How to time code

Many Stackoverflow questions amount to nothing more than, “Which of these is faster?” or “Why is this so slow?” Very often, the person posting the question will include code that outputs some timing results. More often than not, the timing code is just wrong. Sometimes fatally so.

By the way, most “Which is faster” questions are non-starters. You shouldn’t ask before you’ve done the benchmark yourself. Read on.

If you want accurate timing information, you have to do it the right way. If you do it the wrong way, your results will be at best unreliable. Fortunately, doing things the right way is pretty easy.

But before I go any further, I feel obligated to ask the most important question: Why do you care? Before you start adding code to profile small parts of your application, you need to ask yourself if it’s really that important. Or are you just wasting your time worrying about the performance of something that is already “fast enough?” I strongly suggest that you read Eric Lippert’s, Which is faster?

Now, if you really need to time your code. . .

The information below is for .NET, and the code samples are in C#. You should follow the same techniques if you’re writing in Visual Basic .NET or Managed C++, and probably any other .NET language. The general techniques are true of pretty much any other platform as well, although the specifics will be much different.

When doing benchmarks, run them against a release build with no debugger attached. In Visual Studio, be sure to select the Release build, and either press Ctrl+F5 to run, or select Debug -> Start Without Debugging.
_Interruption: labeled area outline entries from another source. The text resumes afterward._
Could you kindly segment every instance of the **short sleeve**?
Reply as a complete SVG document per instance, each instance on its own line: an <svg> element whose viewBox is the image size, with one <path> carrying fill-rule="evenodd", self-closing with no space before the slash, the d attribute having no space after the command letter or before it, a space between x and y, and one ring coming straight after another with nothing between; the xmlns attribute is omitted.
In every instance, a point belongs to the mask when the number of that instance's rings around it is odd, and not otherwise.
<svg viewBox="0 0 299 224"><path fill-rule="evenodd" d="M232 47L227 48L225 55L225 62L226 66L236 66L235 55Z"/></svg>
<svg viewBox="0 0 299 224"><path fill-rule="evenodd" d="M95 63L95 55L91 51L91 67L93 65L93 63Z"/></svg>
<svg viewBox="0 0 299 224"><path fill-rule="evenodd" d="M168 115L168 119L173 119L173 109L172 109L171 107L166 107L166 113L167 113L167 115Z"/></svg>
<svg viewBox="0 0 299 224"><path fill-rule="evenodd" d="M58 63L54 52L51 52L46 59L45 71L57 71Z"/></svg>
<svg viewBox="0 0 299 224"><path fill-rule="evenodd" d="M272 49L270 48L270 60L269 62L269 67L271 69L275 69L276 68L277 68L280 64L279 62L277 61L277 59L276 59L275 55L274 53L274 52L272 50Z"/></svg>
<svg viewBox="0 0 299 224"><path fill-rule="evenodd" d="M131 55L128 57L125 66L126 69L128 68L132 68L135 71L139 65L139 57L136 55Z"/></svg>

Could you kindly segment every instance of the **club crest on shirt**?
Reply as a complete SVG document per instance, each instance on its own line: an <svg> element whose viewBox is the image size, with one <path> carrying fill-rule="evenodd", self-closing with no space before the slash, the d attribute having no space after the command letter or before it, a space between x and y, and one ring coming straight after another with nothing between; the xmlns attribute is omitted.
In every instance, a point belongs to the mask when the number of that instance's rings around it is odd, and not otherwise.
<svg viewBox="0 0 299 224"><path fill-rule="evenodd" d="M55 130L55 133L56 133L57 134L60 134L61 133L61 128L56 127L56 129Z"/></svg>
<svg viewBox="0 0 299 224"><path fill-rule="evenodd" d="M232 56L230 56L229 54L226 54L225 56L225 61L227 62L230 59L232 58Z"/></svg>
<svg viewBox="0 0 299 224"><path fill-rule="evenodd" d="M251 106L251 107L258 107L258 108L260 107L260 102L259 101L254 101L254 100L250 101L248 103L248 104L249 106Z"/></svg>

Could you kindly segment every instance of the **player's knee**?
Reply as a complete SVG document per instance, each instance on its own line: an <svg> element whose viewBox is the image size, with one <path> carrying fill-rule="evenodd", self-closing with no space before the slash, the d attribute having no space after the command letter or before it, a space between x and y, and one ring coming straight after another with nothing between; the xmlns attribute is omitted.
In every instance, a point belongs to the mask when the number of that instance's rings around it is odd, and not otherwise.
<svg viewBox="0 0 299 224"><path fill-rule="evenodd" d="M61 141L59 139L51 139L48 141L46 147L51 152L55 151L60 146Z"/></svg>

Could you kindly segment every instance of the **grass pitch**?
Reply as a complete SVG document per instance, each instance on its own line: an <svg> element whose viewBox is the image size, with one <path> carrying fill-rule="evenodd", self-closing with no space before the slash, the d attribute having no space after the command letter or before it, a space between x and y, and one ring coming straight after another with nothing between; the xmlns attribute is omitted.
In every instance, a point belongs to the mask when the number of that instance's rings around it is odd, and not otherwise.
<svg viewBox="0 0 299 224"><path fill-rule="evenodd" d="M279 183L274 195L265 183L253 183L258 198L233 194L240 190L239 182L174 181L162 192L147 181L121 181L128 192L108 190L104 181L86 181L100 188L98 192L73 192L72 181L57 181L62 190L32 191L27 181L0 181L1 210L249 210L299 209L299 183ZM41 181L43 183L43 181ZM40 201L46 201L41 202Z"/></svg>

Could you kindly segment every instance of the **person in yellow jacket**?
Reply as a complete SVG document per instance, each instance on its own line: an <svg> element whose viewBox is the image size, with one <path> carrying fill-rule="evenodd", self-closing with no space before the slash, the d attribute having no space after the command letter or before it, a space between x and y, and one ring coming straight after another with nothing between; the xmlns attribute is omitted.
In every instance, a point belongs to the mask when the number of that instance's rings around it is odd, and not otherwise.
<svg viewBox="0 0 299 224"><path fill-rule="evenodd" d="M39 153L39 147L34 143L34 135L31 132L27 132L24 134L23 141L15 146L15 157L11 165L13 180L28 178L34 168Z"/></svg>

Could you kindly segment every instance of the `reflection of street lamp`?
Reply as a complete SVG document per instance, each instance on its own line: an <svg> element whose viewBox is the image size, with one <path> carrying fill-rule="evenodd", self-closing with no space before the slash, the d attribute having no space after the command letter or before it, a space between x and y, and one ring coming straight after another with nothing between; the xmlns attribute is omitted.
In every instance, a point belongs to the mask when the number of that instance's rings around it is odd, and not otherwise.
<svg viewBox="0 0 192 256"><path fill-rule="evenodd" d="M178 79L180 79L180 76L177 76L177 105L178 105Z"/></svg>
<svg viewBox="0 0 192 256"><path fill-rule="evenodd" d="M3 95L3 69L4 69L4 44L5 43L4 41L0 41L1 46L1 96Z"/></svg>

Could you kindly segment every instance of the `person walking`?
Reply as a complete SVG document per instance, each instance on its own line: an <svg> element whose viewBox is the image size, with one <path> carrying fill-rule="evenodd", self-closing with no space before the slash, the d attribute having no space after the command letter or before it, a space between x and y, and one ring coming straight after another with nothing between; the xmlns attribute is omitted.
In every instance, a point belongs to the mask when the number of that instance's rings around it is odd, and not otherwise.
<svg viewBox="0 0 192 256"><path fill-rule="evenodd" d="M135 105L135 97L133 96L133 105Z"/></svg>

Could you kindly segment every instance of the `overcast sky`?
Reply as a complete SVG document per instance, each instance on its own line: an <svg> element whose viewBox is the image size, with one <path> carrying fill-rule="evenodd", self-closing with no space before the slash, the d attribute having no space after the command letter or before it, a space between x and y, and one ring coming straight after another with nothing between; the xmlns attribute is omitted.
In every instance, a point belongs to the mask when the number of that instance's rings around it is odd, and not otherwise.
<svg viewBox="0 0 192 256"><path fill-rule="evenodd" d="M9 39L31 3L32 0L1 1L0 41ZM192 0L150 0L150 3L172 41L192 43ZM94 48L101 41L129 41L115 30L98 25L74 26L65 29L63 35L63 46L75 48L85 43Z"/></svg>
Timings gathered from a debug build or from having the debugger attached (even in a Release build) will be inaccurate. You’ll often find that there is little difference between Debug and Release builds when the debugger is attached.

Do not use DateTime.Now, DateTime.UtcNow, or anything else based on DateTime as your time source. There are two reasons for this. First, the resolution of DateTime is somewhat questionable, but probably not much better than 15 milliseconds. Secondly, the clock can change on you. I once had a bit of code take -54 minutes (yes, it completed 54 minutes before it started) to execute because it started four minutes before 2:00 AM on “Fall back” day (Daylight Saving Time autumn adjustment date) and finished six minutes later. So start time was 01:56:00 and end time was 01:02:00. You don’t control the system clock, so don’t depend on it.

Use the System.Diagnostics.Stopwatch class for all elapsed time measurements. That’s based on the Windows high performance timer, which is the most accurate interval timer you’re likely to get on a Windows box unless you have special hardware. Accept no substitutes.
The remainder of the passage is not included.